Turn off SMTP Auth Selectively

BWS

Active Member
Nov 20, 2003
42
0
156
Hi,

I have one user that needs to access email for a short period of time without SMTP Auth. I'm obviously not going to switch SMTP Auth off server wide, is there any way of allowing this user to send mail without it?

(They won't have a static IP either :( )

Any wise ideas?
 

jester.ro

Well-Known Member
PartnerNOC
Feb 6, 2004
304
0
166
Bucharest, Romania
cPanel Access Level
DataCenter Provider
it would be better if you'd tell us what exactly your client wants to do.

SMTP works without SMTP auth, he just has to login from the ip he's using at the moment to a pop3 account on your server, and he's alowed to send emails without smtp auth for 30 minutes.

Does that help?
 

BWS

Active Member
Nov 20, 2003
42
0
156
Nope... I'm setup without POP Before SMTP (which is the functionality you're describing) if I could enable this for just one account, that would be what I need.
 

RickG

Well-Known Member
Feb 28, 2005
238
2
168
North Carolina
BWS said:
Nope... I'm setup without POP Before SMTP (which is the functionality you're describing) if I could enable this for just one account, that would be what I need.
No guarantees, but the following might get you closer ...

When you are using POP Before SMTP, exim writes your IP address in /etc/relayhosts and your email address into /etc/relayhostsusers when you first POP (i.e. check) mail. The info stays in these files for 30 minutes (controlled by a setting in /usr/sbin/antirelayd). If, during that period, you were to "uncheck" the "My outgoing mail server requires authentication" from your email client, and try to send mail through the server, it would go through as you were already "authenticated" when you checked mail (this is in essence pop before SMTP authentication).

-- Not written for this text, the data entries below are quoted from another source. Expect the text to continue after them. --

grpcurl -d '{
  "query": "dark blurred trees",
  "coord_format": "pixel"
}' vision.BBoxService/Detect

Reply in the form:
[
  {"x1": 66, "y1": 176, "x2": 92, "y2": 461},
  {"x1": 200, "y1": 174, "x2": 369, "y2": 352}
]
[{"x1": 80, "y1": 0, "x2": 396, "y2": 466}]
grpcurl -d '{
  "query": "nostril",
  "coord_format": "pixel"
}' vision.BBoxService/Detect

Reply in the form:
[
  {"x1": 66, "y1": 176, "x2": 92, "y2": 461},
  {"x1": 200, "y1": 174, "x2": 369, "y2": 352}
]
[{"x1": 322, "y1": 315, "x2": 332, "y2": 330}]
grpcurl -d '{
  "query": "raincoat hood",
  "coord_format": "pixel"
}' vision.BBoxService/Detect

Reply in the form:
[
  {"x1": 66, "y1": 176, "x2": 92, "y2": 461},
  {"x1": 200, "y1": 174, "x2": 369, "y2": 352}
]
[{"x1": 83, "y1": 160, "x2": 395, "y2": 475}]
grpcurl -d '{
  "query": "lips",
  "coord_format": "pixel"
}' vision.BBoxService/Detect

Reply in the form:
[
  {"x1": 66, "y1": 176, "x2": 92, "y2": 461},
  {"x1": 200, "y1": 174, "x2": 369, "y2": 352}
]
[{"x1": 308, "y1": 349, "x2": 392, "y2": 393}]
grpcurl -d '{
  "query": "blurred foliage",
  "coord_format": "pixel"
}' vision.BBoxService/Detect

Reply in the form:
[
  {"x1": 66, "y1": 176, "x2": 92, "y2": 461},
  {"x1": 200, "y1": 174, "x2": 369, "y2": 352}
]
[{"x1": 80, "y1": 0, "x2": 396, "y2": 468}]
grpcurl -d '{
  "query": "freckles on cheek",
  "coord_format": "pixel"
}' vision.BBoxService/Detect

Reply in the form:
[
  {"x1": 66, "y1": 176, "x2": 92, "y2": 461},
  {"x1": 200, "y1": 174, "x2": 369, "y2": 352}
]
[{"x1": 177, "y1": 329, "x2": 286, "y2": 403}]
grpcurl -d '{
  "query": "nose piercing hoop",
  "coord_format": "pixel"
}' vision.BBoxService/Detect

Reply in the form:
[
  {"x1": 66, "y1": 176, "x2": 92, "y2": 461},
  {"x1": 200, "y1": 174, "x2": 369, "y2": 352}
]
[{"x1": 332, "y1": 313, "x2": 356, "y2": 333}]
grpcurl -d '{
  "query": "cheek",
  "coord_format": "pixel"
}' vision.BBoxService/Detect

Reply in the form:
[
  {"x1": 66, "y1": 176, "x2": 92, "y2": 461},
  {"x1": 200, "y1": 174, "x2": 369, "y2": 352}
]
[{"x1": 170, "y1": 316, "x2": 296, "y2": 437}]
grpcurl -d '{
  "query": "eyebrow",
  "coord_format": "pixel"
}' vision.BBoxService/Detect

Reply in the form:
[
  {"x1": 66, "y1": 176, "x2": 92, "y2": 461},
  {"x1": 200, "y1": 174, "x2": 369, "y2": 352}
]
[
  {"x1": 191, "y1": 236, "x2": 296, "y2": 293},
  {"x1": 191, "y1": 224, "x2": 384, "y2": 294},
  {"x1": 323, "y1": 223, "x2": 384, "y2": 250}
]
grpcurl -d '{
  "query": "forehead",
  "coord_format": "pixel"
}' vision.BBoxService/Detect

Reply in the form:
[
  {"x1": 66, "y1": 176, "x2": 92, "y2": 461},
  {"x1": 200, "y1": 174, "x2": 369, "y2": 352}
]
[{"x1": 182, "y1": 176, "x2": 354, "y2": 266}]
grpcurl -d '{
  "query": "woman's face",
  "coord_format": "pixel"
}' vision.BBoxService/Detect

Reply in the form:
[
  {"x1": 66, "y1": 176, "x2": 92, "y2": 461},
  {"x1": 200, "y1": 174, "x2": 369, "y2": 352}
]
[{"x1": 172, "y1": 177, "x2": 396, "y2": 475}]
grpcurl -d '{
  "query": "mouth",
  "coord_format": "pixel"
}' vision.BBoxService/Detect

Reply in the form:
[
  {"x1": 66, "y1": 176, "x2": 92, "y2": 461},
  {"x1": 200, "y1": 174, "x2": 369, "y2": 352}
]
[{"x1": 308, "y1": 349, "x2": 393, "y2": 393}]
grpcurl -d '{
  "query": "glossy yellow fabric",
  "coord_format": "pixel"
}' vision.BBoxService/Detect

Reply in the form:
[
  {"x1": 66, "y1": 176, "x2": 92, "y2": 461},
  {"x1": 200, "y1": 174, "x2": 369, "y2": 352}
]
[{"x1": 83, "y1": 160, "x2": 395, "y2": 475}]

SO ... take a look in /etc/relayhosts and /etc/relayhostsusers (which should be blank if you have POP Before SMTP disabled). You might create a test email account and enter the address in /etc/relayhostsusers and see if it works w/o having a corresponding IP address. No guarantees, but it could be a start. I'm sure you understand the security implications of doing this, especially if you've got your system setup not to purge these files.